Deacon James Keating
writing in the November 2011 Homiletic & Pastoral Review (via
Ignatius Insight Scoop):
Christ wants to share his authority over malevolent powers with his priests. He wants to encourage and teach a man how to be with a person when that person is being tempted, struggling with faith, hope or love: "All authority in heaven and on earth has been given to me. Go, Therefore and make disciples of all nations…. And behold I am with you always, until the end of the age" (Mt 28:18, 20). This desire of Christ to share his authority is fulfilled when a man is ordained to the priesthood. Each priest, however, has to subjectively cooperate with Christ, receiving his authority, over and over again, with each day of ministry. This receptivity can be hard to sustain as so many tasks present themselves to a priest, tasks that threaten to take from him the essential aspect of priesthood: it is a spiritual mission flowing from a heart captured by Christ’s own. A priest’s pastoral authority flows from his own being, his being after ordination.
The phrase "being after ordination" as much as the constant task of "subjective cooperation" echoes
José Granados' remarkable article on the Ascension in the Spring 2011 issue of
Communio:
A central element of faith in the Ascension is the bond between flesh and God. This claim strikes us as odd, in that we often understand the body as an obstacle to our relation to the divine, in the manner of Socrates' debate in the Phaedo. For the Bible, however, the flesh is the privileged place wherein God manifests himself. The resurrection of the body, the goal toward which Christian life points, confirms this aspect. The fullness of the body takes place when it is filled with the Spirit and becomes a spiritual body. This means that the flesh is not opposed to the Spirit, but is rather his companion, the fitting place within the world for his work and abode.
This is possible because the body itself is that place where life, by becoming open to the world and to humanity, discovers within itself a relation to God the Creator. Only in the body can God be made manifest. In the body God appears, not as some external object placed before our eyes for our control, nor as some remote horizon of man’s desire, which could be mistaken for a mere projection or mirage. The flesh bears testimony that we are created and welcomed into existence by a love that precedes us. The transcendent can now be understood to be the spring from which all life flows, like that originating love that gives birth to us. In order to discover the mystery of love, the flesh, moreover, sets in motion a dynamism that carries man beyond himself, toward communion with the transcendent.
What is the role of the Ascension in the history of this bond between the flesh and the divine? The body of Christ, already glorified, is now bound to the rest of creation in a new way. This mystery communicates to the cosmos the state of the glorified flesh of Jesus, insofar as it places the definitive goal toward which all of creation is tending in the Father himself.

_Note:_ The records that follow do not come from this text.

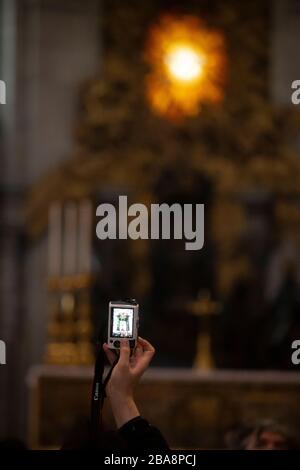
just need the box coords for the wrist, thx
[106,382,133,401]
[109,394,140,428]
[109,390,135,409]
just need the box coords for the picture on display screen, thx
[112,308,134,338]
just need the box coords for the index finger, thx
[137,337,155,354]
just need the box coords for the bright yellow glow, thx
[165,45,204,82]
[145,15,226,121]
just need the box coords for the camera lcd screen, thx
[111,307,134,338]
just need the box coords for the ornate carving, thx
[25,0,300,311]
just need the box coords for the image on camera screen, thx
[112,307,134,338]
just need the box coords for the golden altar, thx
[27,366,300,449]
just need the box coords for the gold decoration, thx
[188,291,220,369]
[45,275,94,365]
[24,0,300,306]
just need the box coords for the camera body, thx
[107,299,139,350]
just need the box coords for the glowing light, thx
[145,15,226,121]
[165,46,204,82]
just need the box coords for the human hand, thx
[102,337,155,428]
[103,337,155,400]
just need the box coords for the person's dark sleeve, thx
[118,416,169,451]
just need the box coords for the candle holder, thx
[45,274,95,365]
[76,287,94,365]
[188,290,220,369]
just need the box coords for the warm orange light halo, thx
[145,14,226,121]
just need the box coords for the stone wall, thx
[0,0,101,440]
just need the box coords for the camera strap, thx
[90,340,118,445]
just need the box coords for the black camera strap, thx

A new horizon is thus opened within creation: all created being is already in heaven, because all things are now moving toward the very heart of God. On the basis of the Ascension, therefore, the body acquires a new language; the body’s capacity for proclaiming God is raised to a new level. This is the language of the sacraments, in which material creation expresses a more fulfilled relation with the transcendent.
Keating again:
Reclaiming the power of his office, which means to become affected by his intimate communion with Christ, the priest realizes that there is a Pentecost today, as there has always been since the very first one[.]
Granados:
[T]he Ascension has to do, not principally with Christ's absence, but rather with his powerful presence among his people. The liturgical context of the Lucan narrative highlights the connection between the Ascension and the Church. In the gospel, Jesus leaves while imparting his blessing, with arms raised—a gesture that calls to mind the priestly blessing of Sirach (Sir 50:20–21). For this reason, Heinrich Schlier can say that, for Luke, Ascension and blessing coincide: the gesture with which Jesus departs is the final image that remains with the disciples; he departs while giving his blessing, not after. We have already noted that in the Old Testament, the divine blessing brings the continuing presence of God, which is interior to that which is created, bestowing upon it fertility and growth. It is understandable, then, why this act grounds the existence of the Church. Luke's account is thus in accord with the conclusion of the gospel of Matthew: "I am with you always, until the end of the age" (Mt 28:20).